According to the 21st edition of its Malaysia Economic Monitor, about 27% of households in Kuala Lumpur earn less than Bank Negara’s estimated living wage of RM2,700 for a single adult, RM4,500 for a childless couple or RM6,500 for a couple with two kids.
Households with income below the living wage tend to take on personal financing loans and credit cards to keep up with lifestyle choices and raise living standards, it said.
“Findings by BNM also show that 73% of those earning below the living wage have either secondary, primary or no education.
“In contrast, 72% of those earning above the living wage have completed tertiary education.
“High rates of bankruptcy because of borrowing for consumption rather than for wealth accumulation are an increasing concern, especially among younger borrowers with limited financial knowledge and literacy,” it said.

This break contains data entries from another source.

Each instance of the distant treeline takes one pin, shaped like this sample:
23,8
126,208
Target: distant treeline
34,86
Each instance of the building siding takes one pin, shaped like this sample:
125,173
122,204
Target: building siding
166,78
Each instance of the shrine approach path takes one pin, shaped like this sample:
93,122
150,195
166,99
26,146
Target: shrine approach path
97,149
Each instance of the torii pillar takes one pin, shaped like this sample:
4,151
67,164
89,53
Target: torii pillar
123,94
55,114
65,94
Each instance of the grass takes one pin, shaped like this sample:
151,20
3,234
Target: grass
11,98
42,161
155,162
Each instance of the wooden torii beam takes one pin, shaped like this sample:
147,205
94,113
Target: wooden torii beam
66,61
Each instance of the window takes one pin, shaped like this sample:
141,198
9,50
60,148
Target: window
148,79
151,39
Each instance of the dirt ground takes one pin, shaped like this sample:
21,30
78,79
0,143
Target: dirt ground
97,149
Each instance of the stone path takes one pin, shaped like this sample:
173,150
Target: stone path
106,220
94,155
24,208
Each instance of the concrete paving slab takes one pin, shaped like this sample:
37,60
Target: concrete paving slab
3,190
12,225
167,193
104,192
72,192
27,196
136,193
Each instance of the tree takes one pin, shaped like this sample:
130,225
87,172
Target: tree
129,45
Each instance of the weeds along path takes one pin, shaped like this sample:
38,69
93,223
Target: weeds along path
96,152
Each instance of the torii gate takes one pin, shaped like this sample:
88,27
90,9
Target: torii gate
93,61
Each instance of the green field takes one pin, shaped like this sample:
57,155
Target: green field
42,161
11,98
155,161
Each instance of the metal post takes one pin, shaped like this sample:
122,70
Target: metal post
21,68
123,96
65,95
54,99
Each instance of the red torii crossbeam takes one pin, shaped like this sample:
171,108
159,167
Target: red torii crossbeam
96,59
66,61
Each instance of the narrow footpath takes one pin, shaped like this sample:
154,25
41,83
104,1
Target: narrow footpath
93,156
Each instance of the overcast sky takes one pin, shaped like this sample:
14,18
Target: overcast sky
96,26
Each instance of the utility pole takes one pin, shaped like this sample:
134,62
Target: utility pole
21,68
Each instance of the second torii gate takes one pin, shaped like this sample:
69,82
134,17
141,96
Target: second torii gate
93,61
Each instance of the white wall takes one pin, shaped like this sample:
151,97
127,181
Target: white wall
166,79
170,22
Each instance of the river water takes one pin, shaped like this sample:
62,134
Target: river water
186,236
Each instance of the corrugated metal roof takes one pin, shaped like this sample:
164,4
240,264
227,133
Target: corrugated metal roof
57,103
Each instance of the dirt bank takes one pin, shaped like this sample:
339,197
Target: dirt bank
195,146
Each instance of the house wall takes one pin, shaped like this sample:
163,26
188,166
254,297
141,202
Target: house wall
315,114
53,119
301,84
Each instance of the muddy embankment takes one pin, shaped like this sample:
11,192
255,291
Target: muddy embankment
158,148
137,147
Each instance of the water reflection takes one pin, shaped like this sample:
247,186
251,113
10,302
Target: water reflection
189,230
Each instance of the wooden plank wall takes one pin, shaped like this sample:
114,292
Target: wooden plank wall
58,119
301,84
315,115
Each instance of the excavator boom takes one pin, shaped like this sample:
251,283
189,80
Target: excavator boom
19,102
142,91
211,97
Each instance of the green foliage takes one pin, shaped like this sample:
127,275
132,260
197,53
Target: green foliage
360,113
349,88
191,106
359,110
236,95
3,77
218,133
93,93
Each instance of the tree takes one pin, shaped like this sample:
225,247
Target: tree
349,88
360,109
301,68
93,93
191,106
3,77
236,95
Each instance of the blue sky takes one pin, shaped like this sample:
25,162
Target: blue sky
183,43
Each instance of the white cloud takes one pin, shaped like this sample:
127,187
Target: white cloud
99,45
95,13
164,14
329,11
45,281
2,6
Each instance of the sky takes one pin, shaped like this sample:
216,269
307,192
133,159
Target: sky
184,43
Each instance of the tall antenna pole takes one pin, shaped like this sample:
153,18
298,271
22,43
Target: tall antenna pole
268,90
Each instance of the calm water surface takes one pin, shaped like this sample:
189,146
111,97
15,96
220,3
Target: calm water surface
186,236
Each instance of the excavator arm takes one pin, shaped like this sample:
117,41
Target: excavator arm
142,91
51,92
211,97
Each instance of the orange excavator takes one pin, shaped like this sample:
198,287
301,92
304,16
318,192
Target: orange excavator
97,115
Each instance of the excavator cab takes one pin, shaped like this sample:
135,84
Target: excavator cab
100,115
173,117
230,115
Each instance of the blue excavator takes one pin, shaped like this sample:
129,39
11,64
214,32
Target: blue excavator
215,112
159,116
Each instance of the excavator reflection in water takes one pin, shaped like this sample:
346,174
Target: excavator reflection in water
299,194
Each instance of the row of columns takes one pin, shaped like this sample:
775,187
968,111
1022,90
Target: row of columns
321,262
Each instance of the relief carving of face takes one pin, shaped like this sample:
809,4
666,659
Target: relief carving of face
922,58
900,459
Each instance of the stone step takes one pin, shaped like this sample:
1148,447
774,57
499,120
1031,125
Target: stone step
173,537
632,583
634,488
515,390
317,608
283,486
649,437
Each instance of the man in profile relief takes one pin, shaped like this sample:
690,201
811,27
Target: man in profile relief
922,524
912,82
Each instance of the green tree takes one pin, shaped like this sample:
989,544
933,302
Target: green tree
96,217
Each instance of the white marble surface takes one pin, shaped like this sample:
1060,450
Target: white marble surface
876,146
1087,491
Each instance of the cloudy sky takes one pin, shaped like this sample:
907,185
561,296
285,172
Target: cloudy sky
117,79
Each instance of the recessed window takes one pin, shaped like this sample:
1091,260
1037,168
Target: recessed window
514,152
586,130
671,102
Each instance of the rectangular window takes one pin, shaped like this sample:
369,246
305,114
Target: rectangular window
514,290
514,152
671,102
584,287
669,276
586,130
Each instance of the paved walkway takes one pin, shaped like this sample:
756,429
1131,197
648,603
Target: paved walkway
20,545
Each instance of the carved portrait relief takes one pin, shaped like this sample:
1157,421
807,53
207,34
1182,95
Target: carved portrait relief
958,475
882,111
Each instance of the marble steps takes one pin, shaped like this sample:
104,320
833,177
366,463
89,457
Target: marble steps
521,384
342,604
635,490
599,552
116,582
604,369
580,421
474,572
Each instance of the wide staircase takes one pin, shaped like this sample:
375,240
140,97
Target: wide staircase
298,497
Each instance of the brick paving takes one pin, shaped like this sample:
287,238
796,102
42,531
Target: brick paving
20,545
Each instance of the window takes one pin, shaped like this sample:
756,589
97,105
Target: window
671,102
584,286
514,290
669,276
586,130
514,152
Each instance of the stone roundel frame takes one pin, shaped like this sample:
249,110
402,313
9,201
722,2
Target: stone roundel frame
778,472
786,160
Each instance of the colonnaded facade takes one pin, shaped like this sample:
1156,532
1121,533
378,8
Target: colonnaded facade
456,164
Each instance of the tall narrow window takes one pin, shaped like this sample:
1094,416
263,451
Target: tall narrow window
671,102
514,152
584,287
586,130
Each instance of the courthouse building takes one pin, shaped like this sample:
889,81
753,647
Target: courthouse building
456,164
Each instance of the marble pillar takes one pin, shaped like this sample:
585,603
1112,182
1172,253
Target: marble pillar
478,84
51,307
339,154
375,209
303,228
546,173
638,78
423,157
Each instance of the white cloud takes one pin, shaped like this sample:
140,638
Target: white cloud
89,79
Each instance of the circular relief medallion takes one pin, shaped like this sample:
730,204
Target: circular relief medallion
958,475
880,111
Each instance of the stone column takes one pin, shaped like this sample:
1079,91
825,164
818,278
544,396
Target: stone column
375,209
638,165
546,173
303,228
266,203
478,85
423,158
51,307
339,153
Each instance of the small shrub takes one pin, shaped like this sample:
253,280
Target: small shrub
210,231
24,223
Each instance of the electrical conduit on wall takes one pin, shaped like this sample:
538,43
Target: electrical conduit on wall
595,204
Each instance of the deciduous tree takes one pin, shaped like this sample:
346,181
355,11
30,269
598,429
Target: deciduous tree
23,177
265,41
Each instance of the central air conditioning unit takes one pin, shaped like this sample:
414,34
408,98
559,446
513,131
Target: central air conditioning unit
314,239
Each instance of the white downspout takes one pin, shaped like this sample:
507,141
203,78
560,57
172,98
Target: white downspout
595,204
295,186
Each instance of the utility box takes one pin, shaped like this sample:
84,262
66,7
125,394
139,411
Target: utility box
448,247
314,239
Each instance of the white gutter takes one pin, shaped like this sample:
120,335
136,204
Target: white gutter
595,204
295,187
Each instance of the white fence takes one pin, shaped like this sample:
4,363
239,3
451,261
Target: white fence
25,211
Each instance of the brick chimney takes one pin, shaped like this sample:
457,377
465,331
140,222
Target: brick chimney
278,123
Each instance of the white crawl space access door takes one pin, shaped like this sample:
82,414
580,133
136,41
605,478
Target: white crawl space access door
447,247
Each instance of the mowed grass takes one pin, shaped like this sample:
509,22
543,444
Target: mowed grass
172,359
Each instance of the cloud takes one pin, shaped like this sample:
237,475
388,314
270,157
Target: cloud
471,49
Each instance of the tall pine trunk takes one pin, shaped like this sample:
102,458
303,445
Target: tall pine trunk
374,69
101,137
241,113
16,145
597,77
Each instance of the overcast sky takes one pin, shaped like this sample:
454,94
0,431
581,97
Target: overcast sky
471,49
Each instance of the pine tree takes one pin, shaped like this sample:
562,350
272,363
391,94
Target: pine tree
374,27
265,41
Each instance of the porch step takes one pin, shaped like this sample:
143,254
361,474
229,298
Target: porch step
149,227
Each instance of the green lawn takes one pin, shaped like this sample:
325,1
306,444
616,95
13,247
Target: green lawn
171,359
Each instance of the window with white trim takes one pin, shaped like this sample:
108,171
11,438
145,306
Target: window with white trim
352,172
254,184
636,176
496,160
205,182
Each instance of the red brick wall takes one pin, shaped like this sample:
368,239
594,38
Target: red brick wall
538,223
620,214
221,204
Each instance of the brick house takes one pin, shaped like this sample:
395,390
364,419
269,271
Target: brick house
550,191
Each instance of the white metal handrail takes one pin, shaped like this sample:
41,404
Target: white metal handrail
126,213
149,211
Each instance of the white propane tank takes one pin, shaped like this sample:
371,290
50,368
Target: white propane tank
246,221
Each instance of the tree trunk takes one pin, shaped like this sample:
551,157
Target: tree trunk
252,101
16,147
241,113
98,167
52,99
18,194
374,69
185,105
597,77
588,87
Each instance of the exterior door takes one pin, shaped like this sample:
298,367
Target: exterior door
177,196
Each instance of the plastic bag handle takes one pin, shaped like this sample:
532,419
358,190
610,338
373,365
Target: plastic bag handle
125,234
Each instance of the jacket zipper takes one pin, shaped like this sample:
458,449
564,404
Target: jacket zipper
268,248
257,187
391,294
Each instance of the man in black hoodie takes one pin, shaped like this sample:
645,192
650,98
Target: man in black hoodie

Defaults in motor vehicle and personal financing loans constituted 49% of the total bankruptcy cases in 2018 while bankruptcy cases involving personal financing and credit card debts had grown by 104% and 43% respectively last year compared to 2012.
The report also mentioned an increasing concern over bankruptcy among those aged 25 to 34, noting that 60% of bankrupt borrowers were within this age group.
The study also pointed out that millennials or Gen Y – the generation born between 1981 to 1996 – spend well beyond their means due to “impulse-buying behaviour, easy access to personal loans and credit card financing, the want for instant gratification and seamless online purchasing”.
About 40% of millennials admitted to spending more than they can afford while 70% expressed dissatisfaction with their current income, it said.
“Most of the spending by milennials is on necessities such as food and utilities.
“Up to 40% of consumption was spent on food expenditures among the Gen Y household including food at home and food away from home in 2016,” it said.
Due to inadequate income, many Malaysians also turn to family and friends to borrow money from to buy essential goods, with 28% of the 3,540 working adults surveyed by the Credit Counselling and Debt Management Agency (AKPK) last year admitting to doing so.
The study also showed how living costs varied significantly across Malaysia as even for a very basic consumption basket, the cost can vary by 70% depending on the location.
“Both rural and urban Sabah, and to a lesser degree Sarawak, stand out as having high prices for basic consumption items, not far below the three Federal Territories and higher than Pulau Pinang and in some cases Selangor,” it said.
For example, the study noted that a kilogram of spinach in Selangor cost RM3.39 compared to RM6.05 in Sarawak, or RM5.27 in Terengganu.
A 40-inch LED television would be sold at RM1,163.65 in Kelantan but cost RM1,352.85 in Selangor or RM1,527.75 and 1,506.81 in Sabah and Sarawak respectively.
The lack of affordable housing was also particularly severe among households earning less than RM5,000, with more than half in Kuala Lumpur and Petaling district lacking access to housing they can afford, said the report.
“Households in the RM6,000 to RM10,000 income bracket can typically afford to buy a home in the RM230,000 to RM500,000 price range but the availability of such homes is very uneven,” it said.
The study also noted that Malaysian households, particularly the lower-income, do not have adequate financial savings and 89% of Employees Provident Fund (EPF) members agreed that they have insufficient retirement funds.
Moreover, 60% of Malaysian adults were not covered by the EPF, said the study, adding that although more than 89% agree that their EPF savings were insufficient, only 38% have started planning for retirement.
The study also found that slowing income growth among lower-income households and younger workers has contributed to perceptions of being “left behind”.
Although median incomes continued to outpace inflation, income growth rates for low-income Malaysians slowed between 2014 and 2016.
Moreover, wage growth for younger and less-educated workers has been sluggish, persistently trailing the earnings of older and better-educated workers, it said.
“Median employment income for younger workers aged between 20 and 29 grew at an annual rate of 2.4%, compared to 3.9% for those 40 to 49 years old over the same period.
“The increase in the monthly absolute earnings gap between these two age groups has been more pronounced, more than doubling from RM529 in 2004 to RM1,197 in 2016 (all amounts adjusted for inflation).
“This signifies a growing wage divide and wage stagnation for youth, ” it said.